Surviving the NYC streets and staying nourished along the way is a combination of street-smarts, knowledge and a little bit of luck. You have to know which hot cart to go to and which pretzel vendor to stay away from. This comes from word-of-mouth and research on where to get the best cronut your lips have ever tasted and where the meat market is really the meat market.
The first thing you should seek out when you enter the city is an amazing bacon, egg and cheese sandwich, preferably a bagel sandwich, and preferably on an everything bagel. Some New Yorkers will tell you to stay away from the hipsters’ paradise of artisanal breakfast , farm-to-table places and go straight for the real-deal NYC which is a greasy bodega bacon, egg and cheese that is sold between mouse-traps and magazines. You can also hit up the Jewish communities to find some breakfast sandwiches that seem home cooked, but you may to hop around to find bacon in these areas.
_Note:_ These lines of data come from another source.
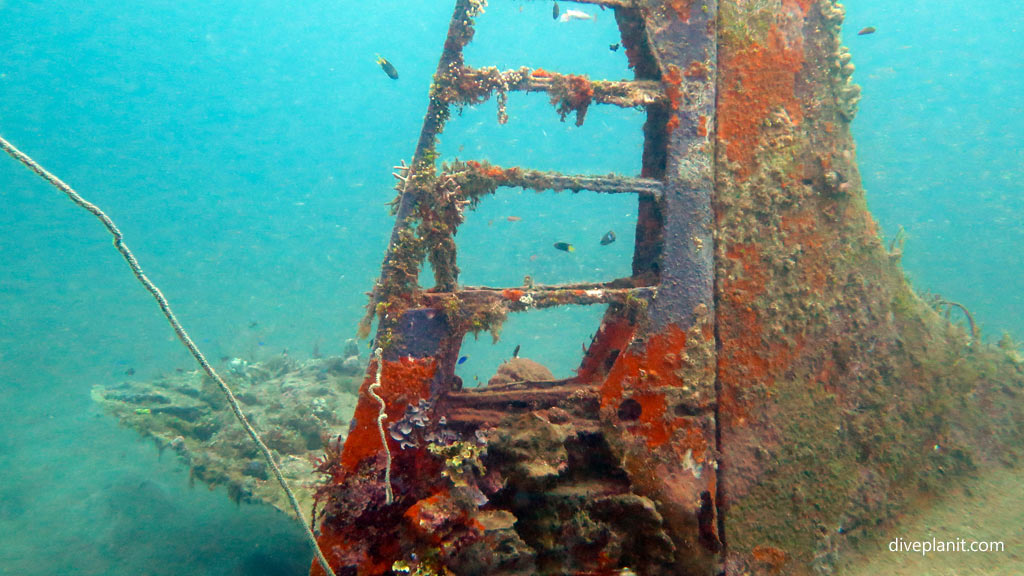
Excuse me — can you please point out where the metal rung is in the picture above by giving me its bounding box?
[421,281,656,312]
[450,160,664,201]
[449,67,669,108]
[563,0,636,8]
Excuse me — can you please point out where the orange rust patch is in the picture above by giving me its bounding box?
[341,357,437,472]
[779,209,833,292]
[697,115,708,136]
[718,26,804,180]
[601,325,707,453]
[663,64,683,134]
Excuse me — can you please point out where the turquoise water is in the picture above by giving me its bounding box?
[0,0,1024,575]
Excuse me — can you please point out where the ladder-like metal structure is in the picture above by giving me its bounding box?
[314,0,722,574]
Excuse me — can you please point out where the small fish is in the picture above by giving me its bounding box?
[558,8,597,23]
[377,54,398,80]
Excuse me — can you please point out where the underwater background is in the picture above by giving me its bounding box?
[0,0,1024,576]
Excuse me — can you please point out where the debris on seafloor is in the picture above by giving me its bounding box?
[92,345,365,513]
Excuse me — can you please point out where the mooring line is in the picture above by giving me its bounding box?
[0,132,335,576]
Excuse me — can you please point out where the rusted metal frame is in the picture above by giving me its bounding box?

Another must-try food in Manhattan would have to be pizza. And no this doesn’t mean the Sbarro’s in Newark Airport or a chain restaurant’s favorite pie. It means finding the hole-in-the-wall place that may be condemned next week and finding the actual best pizza in the city. Now, you might now be able to find the “best” pizza in the city, but to any New Yorker, the city has the best pizza. It was brought over by Italian immigrants who put in the wood burning ovens and the cheese, sauce, and thin dough was brought to life in the five boroughs. Everyone in the city will have a different preference but some of the most agreed upon places are Joe’s Pizza in Greenwich Village, Prince Street Pizza in Soho, and Baker’s Pizza in East Village. The bottom line is that if you are in NYC and are hungry for pizza, you are in the right place.
If you want to get a taste of the city, you should also try the creation of the Cornut. This was the pastry mash-up heard around the world from LA to NYC, and both places had storefronts with lines out into their streets so the hippest of the hip could get their hands on these delicious delicacies. The hype is and was real. Dominique Ansel Bakery in the city has a line that only a Comic-Con fan would know, but their croissant-meets-donut is a desert worth standing in a Disney-esque line for.
These suggestions of must try foods in Manhattan are just that, suggestions. You should really try anything that you are hungry for because in the City that Never Sleeps, you can have the best pasta, kielbasa, lamb over rice or Chinese food, around any corner. You don’t even need to look too hard.